[PATCH 2/2] memcg: Allow guarantee reclaim

From: Michal Hocko
Date: Wed Jun 11 2014 - 04:01:03 EST


Some users (e.g. Google) would like to have stronger semantic than low
limit offers currently. The fallback mode is not desirable and they
prefer hitting OOM killer rather than ignoring low limit for protected
groups.

There are other possible usecases which can benefit from hard
guarantees. There are loads which will simply start trashing if the
memory working set drops under certain level and it is more appropriate
to simply kill and restart such a load if the required memory cannot
be provided. Another usecase would be a hard memory isolation for
containers.

The min_limit is initialized to 0 and it has precedence over low_limit.
If the reclaim is not able to find any memcg in the reclaimed hierarchy
above min_limit then OOM killer is triggered to resolve the situation.

Signed-off-by: Michal Hocko <mhocko@xxxxxxx>
---
Documentation/cgroups/memory.txt | 26 ++++++++++++++++++--------
include/linux/memcontrol.h | 14 ++++++++------
include/linux/res_counter.h | 32 ++++++++++++++++++++++++++++++--
mm/memcontrol.c | 18 +++++++++++-------
mm/oom_kill.c | 6 ++++--
mm/vmscan.c | 38 ++++++++++++++++++++++----------------
6 files changed, 93 insertions(+), 41 deletions(-)

diff --git a/Documentation/cgroups/memory.txt b/Documentation/cgroups/memory.txt
index bf895d7e1363..6929a06c9e5d 100644
--- a/Documentation/cgroups/memory.txt
+++ b/Documentation/cgroups/memory.txt
@@ -61,6 +61,7 @@ Brief summary of control files.
memory.low_limit_breached # number of times low_limit has been
# ignored and the cgroup reclaimed even
# when it was above the limit
+ memory.min_limit_in_bytes # set/show min limit for memory reclaim
memory.memsw.limit_in_bytes # set/show limit of memory+Swap usage
memory.failcnt # show the number of memory usage hits limits
memory.memsw.failcnt # show the number of memory+Swap hits limits
@@ -248,14 +249,23 @@ global VM. Cgroups can get reclaimed basically under two conditions
to select and kill the bulkiest task in the hiearchy. (See 10. OOM Control
below.)

-Groups might be also protected from both global and limit reclaim by
-low_limit_in_bytes knob.

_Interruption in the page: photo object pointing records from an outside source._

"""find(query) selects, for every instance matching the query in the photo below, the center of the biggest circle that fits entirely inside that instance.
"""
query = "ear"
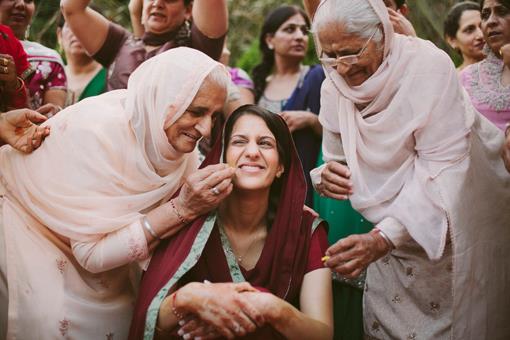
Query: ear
(280, 171)
(269, 41)
(189, 11)
(404, 10)
(452, 42)
(59, 35)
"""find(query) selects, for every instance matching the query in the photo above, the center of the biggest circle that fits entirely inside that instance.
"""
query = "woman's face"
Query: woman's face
(197, 120)
(336, 42)
(469, 37)
(495, 24)
(161, 16)
(17, 14)
(252, 151)
(69, 42)
(291, 38)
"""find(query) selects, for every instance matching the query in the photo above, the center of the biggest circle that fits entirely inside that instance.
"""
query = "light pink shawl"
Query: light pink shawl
(391, 151)
(108, 158)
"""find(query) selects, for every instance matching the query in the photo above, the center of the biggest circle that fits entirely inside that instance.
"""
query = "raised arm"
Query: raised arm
(311, 6)
(135, 13)
(211, 17)
(90, 27)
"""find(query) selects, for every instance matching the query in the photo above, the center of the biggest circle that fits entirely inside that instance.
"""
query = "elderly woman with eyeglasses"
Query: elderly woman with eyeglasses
(404, 144)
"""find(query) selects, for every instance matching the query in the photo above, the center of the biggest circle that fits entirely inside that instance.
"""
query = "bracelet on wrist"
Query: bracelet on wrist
(384, 236)
(178, 315)
(147, 226)
(177, 213)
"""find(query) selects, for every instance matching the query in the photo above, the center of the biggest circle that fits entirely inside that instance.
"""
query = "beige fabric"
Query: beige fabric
(420, 155)
(71, 215)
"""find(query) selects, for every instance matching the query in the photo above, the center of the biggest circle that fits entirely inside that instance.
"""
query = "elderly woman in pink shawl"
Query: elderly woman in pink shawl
(425, 168)
(82, 212)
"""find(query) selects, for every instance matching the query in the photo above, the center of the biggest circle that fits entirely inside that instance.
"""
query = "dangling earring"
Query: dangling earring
(27, 32)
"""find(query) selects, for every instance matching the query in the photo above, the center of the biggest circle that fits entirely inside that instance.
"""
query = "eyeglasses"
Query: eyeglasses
(346, 59)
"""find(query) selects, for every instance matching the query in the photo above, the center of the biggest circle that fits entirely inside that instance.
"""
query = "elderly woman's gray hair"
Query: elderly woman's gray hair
(358, 17)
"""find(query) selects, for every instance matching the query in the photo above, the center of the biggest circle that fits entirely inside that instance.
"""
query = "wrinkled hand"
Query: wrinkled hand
(401, 24)
(297, 120)
(505, 54)
(17, 128)
(197, 195)
(335, 181)
(221, 305)
(351, 255)
(193, 328)
(505, 152)
(49, 109)
(8, 76)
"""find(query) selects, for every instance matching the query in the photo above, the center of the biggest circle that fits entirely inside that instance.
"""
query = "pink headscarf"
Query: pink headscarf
(108, 158)
(397, 151)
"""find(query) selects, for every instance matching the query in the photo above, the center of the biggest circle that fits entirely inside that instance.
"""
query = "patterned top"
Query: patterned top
(49, 72)
(483, 84)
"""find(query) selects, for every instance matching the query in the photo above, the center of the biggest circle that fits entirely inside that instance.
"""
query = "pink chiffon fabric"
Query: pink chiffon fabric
(106, 162)
(422, 157)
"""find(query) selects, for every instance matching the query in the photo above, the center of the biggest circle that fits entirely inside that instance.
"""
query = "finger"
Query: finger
(339, 169)
(339, 187)
(202, 174)
(342, 245)
(244, 287)
(35, 117)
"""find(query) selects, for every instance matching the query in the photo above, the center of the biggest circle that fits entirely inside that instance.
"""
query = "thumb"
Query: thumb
(35, 117)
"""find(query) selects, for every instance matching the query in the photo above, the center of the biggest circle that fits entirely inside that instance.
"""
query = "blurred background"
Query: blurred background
(246, 18)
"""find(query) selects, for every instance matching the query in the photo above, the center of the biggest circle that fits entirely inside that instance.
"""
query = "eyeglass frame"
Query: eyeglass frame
(334, 62)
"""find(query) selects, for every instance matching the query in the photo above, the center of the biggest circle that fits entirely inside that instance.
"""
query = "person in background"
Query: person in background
(20, 129)
(345, 221)
(14, 70)
(47, 86)
(201, 24)
(426, 172)
(487, 82)
(85, 76)
(260, 250)
(463, 33)
(285, 86)
(76, 235)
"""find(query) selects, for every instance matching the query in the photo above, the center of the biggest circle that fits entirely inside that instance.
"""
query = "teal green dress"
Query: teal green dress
(347, 300)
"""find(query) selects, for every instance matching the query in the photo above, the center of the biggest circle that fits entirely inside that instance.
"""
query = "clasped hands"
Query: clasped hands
(351, 255)
(213, 310)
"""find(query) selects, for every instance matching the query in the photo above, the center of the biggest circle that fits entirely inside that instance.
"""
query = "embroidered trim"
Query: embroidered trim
(484, 83)
(192, 258)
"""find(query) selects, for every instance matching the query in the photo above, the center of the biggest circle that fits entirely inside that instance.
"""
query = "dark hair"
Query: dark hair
(451, 23)
(279, 129)
(400, 3)
(272, 23)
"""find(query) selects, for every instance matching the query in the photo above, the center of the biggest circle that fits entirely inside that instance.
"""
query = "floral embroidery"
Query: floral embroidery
(484, 83)
(434, 306)
(45, 68)
(61, 265)
(137, 246)
(64, 326)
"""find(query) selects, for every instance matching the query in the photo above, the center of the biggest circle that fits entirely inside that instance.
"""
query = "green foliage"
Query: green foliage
(246, 18)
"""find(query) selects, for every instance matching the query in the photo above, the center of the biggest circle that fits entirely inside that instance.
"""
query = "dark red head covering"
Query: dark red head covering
(288, 240)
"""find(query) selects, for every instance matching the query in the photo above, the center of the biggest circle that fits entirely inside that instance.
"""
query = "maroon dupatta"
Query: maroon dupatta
(285, 253)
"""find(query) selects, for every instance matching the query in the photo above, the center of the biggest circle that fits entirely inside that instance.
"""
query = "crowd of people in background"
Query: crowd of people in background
(149, 189)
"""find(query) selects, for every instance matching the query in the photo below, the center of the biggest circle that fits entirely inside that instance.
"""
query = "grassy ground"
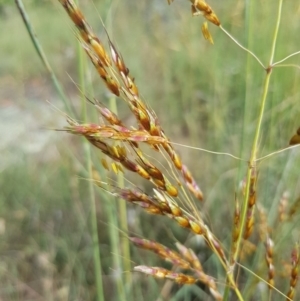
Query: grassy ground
(204, 95)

If the limit is non-zero the reclaim logic
-doesn't include groups (and their subgroups - see 6. Hierarchy support)
-which are below the low limit if there is other eligible cgroup in the
-reclaimed hierarchy. If all groups which participate reclaim are under
-their low limits then all of them are reclaimed and the low limit is
-ignored. low_limit_breached counter in memory.stat file can be checked
-to see how many times such an event occurred.
+Groups might be also protected from both global and limit reclaim
+by low_limit_in_bytes and min_limit_in_bytes knobs. The first one
+provides an optimistic reclaim protection while the later one provides
+hard memory reclaim protection guarantee. Both limits are 0 by default
+and min watermark has always precedence to low watermark.
+
+If the low limit is non-zero the reclaim logic doesn't include
+groups (and their subgroups - see 6. Hierarchy support) which are
+below low_limit if there is other eligible cgroup in the reclaimed
+hierarchy. If all groups which participate reclaim are under their low
+limits then all of them are reclaimed and the low limit is ignored.
+low_limit_breached counter in memory.stat file can be checked to see how
+many times such an event occurred.
+
+If, however, all the groups under reclaimed hierarchy are under their min
+limits then no reclaim is done and OOM killer is triggered to resolve the
+situation. In other words low_limit is never breached by the reclaim.

Note2: When panic_on_oom is set to "2", the whole system will panic.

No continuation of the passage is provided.